The couple has been together since her sophomore year of high school, in this very school district, at Jersey Village High School. They graduated from Texas A&M together and got married spring of 2021. Mrs. Zabadal accredits their relationship success to the importance of friendship above all else.

 

“Make sure that your partner is your best friend, but not your only friend,” Zabadal said. ”Throughout the 8.5 years Kyle and I have been together, we have created separate friends and maintained independence in our ways of thinking. Allowing your partner to bloom on their own will make it so they do not regret any step of the way.”
When entering a new relationship, it is easy to get caught up in the “honeymoon phase”. This period usually calls for a euphoric state, excessive PDA (Public Displays of Affection), and in some cases, cutting off friends. Though this usually comes to a close after a few months, the aftermath can be detrimental. Friends may not be waiting around upon exiting that lovey-dovey trance – in some cases, no one is left but said partner. It is important for both parties to prioritize their relationship while maintaining outside interests, hobbies, and friends.
“We kept our PDA to a minimum; many times people we met did not know that we were dating,” Zabadal said. “This fostered a relationship far deeper than the surface that has set the foundation for the rest of our lives. It allows us to find joy in the mundane – just being in the same room makes the time better, but only when the time is something special and cherished.”
True intimacy spans beyond the horizon of physical affection. Structuring a relationship off of emotional needs allows for a closer relationship to grow than any physical attribute could offer. The ultimate goal in any relationship is to be best friends, and the biggest part of friendship is communication.

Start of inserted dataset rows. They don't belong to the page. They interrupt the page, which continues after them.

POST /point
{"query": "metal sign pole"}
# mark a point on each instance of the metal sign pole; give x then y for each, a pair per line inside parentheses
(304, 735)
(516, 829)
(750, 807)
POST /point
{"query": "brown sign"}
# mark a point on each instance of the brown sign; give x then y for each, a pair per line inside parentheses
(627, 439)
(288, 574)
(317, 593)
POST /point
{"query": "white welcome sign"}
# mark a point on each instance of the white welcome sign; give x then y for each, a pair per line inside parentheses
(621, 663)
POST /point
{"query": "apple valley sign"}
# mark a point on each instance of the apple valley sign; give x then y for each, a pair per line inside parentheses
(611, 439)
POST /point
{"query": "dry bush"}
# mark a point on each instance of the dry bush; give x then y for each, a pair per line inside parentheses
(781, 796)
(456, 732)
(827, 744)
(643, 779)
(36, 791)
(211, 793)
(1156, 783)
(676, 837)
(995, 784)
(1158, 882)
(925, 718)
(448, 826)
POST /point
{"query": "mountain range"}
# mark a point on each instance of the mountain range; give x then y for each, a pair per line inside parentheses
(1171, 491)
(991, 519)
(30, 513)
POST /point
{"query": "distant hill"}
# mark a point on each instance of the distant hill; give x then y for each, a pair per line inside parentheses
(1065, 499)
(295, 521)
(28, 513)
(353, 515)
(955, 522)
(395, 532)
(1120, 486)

“(One word to describe our relationship is) friendship, because I think that it’s more important to be friends than romantic partners. Not that romance isn’t important,” Zabadal said, “but at the end of the day when I go home from work, there’s no roses and chocolates on my bed every day; there’s someone that I have to hang out with, that I have to make decisions with. And we have to make important decisions.”

The emotional turmoil that follows a serious relationship can be overwhelming at any age, especially in a high school environment. In order for a relationship to last, emotional maturity is vital so that each partner can be realistic about their compatibility with the other person. This is where many long-term relationships go south- the “C” word.
College is a tough conversation to have, as some couples aren’t fit for long-distance, and find going to school together as the best. For some, this works, but oftentimes couples break up during their college years leaving the exes to attend the same school, often with feelings of resentment for having followed the other for no reason. Do what is best for more than a relationship- the rest will work itself out.
“Do what makes you guys happy in your relationship,” Zabadal said.